Remember how the whole point of the Schrems litigation was that the Irish Data Protection Commissioner wasn’t doing enough (/anything) to query the protections available for data subjects in the US under the Safe Harbor scheme? Well, with the zeal of the convert – or alternatively, on the basis of once bitten, twice shy – the Irish DPC has now announced that its new-found energy encompasses a desire to call into question the compatibility of US data transfers under the approved Standard Contract Clauses, in the light of the Schrems judgment.
The DPC’s press release does not quite make clear what approach it has adopted, but states that it is going to asking for declaratory relief on the point from the Irish High Court and a reference to the CJEU. As this blog has repeatedly noted, the reassuring noises made by the European Commission, the Article 29 Working Party and some national regulators, as well as various practitioners, about the ongoing validity of Standard Contract Clauses has always had more of a ring of practicality-driven optimism than principle about it. If the US system does not provide sufficient protections despite Safe Harbor, particular in the light of Governmental data-gathering, it is hard in the abstract to see how a contractual term might fill that gap. And are Binding Corporate Rules any better? But either way, it will certainly be interesting to see how the point is dealt with now it has been taken, and kudos to the Irish DPC for recognising that there is a real problem. Crossing one’s fingers and hoping no-one complains before the Privacy Shield takes effect is not a good enough answer.

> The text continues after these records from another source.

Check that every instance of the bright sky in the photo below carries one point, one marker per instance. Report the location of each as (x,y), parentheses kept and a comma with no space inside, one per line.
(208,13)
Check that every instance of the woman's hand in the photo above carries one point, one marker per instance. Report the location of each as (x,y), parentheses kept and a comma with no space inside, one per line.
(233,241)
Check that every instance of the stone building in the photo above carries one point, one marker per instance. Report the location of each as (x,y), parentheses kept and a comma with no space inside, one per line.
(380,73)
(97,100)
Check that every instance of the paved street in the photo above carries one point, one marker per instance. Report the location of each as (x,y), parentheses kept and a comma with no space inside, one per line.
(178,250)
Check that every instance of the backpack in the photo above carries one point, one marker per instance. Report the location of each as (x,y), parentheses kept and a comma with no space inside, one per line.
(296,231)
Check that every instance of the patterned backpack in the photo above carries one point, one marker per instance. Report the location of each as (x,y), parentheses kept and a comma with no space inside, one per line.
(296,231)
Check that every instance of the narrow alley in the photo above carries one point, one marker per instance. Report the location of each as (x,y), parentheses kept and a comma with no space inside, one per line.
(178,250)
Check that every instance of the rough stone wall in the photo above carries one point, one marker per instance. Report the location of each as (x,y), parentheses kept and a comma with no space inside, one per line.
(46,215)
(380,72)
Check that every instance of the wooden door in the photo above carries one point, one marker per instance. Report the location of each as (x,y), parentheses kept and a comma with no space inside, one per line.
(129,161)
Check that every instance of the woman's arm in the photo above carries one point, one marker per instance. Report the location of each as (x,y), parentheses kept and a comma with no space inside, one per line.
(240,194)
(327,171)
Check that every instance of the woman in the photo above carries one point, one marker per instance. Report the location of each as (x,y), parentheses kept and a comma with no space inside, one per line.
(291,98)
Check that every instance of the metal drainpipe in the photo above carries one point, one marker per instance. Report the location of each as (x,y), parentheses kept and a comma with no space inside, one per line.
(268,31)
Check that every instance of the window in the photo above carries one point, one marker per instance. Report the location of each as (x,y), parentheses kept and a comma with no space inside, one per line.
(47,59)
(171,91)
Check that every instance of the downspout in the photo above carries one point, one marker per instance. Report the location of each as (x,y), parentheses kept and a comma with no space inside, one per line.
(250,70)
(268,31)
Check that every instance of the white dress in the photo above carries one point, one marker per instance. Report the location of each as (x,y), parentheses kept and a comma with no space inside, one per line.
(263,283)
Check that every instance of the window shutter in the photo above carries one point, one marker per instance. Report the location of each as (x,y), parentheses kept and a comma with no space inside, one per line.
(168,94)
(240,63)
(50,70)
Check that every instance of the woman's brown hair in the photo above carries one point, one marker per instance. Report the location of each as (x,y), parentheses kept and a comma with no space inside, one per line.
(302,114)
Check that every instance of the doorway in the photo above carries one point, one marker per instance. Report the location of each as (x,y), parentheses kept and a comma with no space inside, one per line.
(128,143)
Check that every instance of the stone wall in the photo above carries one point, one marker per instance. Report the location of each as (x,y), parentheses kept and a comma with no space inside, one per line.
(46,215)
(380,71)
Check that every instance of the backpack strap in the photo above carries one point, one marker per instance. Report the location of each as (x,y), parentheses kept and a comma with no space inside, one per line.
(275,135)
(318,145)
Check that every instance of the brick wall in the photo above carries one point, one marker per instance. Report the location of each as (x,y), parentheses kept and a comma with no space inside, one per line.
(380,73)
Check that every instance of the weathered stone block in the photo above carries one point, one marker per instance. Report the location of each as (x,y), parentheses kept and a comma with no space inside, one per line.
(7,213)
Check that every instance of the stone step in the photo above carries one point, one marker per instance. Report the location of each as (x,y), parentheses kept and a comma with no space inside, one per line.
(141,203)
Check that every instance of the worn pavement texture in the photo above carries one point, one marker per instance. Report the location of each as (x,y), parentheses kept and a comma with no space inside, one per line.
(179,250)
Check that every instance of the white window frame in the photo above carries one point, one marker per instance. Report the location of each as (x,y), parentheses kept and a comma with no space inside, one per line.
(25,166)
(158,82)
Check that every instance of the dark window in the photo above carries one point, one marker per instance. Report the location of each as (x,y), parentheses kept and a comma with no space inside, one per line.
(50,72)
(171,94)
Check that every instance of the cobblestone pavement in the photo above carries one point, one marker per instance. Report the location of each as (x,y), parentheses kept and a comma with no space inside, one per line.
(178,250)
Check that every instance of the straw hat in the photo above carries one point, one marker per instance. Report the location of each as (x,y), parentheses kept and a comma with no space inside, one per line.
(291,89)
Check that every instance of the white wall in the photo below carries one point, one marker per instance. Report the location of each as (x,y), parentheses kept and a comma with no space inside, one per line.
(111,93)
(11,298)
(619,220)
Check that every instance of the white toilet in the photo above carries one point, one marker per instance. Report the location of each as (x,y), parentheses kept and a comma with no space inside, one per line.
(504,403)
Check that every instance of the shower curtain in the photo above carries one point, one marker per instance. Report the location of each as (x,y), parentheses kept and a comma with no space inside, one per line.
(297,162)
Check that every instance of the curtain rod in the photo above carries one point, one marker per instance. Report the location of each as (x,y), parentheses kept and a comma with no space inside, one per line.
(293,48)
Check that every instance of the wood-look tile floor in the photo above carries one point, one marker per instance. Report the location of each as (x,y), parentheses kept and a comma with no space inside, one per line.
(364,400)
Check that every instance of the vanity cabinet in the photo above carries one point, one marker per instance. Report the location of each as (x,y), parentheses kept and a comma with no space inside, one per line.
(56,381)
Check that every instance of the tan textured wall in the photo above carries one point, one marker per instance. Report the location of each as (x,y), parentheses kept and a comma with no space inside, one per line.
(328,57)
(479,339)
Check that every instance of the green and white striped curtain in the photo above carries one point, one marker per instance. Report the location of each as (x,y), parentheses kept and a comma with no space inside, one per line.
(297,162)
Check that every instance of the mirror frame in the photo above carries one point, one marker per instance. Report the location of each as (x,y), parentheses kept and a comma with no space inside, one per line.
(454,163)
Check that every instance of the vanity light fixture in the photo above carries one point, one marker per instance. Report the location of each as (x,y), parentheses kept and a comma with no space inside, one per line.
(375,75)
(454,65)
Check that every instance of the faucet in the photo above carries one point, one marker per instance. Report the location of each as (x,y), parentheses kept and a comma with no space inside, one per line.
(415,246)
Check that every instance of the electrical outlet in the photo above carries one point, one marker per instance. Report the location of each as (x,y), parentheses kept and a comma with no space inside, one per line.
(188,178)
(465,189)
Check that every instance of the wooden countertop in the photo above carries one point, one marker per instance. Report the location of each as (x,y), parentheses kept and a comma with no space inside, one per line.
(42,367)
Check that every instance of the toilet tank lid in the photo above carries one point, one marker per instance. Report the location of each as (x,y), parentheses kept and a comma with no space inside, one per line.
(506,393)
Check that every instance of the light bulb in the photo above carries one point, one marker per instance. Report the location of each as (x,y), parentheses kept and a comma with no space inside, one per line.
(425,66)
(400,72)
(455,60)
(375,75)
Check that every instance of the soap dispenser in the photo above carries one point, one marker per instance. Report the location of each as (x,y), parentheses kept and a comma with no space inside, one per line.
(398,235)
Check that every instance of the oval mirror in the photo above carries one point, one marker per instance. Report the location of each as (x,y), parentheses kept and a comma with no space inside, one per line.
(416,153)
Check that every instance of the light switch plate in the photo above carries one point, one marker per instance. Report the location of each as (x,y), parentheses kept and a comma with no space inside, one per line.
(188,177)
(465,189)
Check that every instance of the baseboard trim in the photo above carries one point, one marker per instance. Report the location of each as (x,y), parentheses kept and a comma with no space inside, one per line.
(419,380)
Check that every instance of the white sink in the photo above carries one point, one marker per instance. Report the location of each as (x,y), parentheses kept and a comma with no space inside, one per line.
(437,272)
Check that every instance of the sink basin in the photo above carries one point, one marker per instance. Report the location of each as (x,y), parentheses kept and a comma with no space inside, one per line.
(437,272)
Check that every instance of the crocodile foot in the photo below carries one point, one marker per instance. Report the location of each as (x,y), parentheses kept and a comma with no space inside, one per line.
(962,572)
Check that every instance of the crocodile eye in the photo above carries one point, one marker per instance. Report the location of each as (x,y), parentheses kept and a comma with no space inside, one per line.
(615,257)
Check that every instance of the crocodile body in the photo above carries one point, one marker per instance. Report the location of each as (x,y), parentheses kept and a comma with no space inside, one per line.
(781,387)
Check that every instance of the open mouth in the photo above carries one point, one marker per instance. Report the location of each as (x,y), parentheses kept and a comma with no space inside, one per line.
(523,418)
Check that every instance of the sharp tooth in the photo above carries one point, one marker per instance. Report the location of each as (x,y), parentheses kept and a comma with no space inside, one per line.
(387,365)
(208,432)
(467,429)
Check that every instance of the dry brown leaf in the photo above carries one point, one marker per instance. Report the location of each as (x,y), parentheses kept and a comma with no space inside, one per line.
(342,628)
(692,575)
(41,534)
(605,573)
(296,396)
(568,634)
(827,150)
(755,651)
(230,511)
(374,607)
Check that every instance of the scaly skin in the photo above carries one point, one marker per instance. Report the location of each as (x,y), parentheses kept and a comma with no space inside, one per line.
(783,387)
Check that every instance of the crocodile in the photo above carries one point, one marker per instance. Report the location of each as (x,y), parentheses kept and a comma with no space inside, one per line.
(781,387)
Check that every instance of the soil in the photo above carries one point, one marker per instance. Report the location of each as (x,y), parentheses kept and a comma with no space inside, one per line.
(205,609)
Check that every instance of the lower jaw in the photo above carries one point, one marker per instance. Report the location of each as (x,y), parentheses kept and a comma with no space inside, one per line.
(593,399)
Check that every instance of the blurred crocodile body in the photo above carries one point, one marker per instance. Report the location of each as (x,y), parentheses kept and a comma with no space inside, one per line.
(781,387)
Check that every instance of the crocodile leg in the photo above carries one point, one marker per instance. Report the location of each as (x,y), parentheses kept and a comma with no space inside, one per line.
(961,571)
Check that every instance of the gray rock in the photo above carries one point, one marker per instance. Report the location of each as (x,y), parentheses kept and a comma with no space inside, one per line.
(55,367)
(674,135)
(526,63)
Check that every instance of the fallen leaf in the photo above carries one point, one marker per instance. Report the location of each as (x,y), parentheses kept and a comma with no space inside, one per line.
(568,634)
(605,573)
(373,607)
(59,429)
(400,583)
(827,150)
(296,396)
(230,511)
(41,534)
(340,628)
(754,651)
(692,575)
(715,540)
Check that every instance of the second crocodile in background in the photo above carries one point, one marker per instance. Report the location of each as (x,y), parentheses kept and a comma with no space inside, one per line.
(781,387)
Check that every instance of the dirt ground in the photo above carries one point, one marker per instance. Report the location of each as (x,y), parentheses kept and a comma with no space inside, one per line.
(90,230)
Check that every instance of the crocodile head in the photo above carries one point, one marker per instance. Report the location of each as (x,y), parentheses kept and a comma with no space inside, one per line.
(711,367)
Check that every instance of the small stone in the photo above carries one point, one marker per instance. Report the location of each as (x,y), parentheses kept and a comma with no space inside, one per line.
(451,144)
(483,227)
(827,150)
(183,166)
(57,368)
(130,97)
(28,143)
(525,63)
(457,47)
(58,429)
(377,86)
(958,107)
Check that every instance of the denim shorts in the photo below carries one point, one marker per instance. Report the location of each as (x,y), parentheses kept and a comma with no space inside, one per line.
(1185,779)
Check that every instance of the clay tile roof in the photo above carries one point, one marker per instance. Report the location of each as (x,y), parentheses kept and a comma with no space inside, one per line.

Speaking of the Privacy Shield, readers may also wish to note the further sceptical voice of the European Parliament, which has just overwhelmingly passed a non-legislative resolution which sets concerns about a number of perceived “deficiencies” in the Privacy Shield proposal and calls on the Commission to rectify them. Given the length of time it took to come with the Privacy Shield, the ability of the Commission to secure improvements must be open to some doubt, but the calls for it to do so are increasing.